The 2019 measles outbreak was the worst since the US eliminated measles in 2000. This paper presents the vaccination trends for a large chain-pharmacy, Walgreens, and examines the estimated vaccination capacity and impact of pharmacist privilege policies across states. Specifically, we estimated the number of people who could have been vaccinated in eight states with reduced or no measles, mumps, and rubella (MMR) vaccination privilege during the study period January-June, 2019.
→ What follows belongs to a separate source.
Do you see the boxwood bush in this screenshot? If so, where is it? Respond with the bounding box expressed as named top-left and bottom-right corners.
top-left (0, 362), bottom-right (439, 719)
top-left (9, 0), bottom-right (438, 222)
During the study period, Walgreens pharmacists administered MMR vaccines to 62,526 patients, a 231.9% increase. If pharmacists had been permitted to vaccinate against measles in the eight states investigated, Walgreens pharmacies would have administered between 12,404 and 36,551 additional vaccinations during that time. We also estimated all chain pharmacies’ capacity to vaccinate in one state that was severely impacted by the measles outbreak, New York, using a range from normal pharmacy operating conditions to maximum capacity. Assuming sufficient demand, it was estimated that chain pharmacies in New York State would have the capacity to vaccinate between 47,688 and 174,856 patients daily, achieving MMR vaccination (first dose) of the measles-susceptible population within 8-28 days. Overall, this study demonstrates the public health value of pharmacist vaccination privilege during a nation-wide outbreak of measles.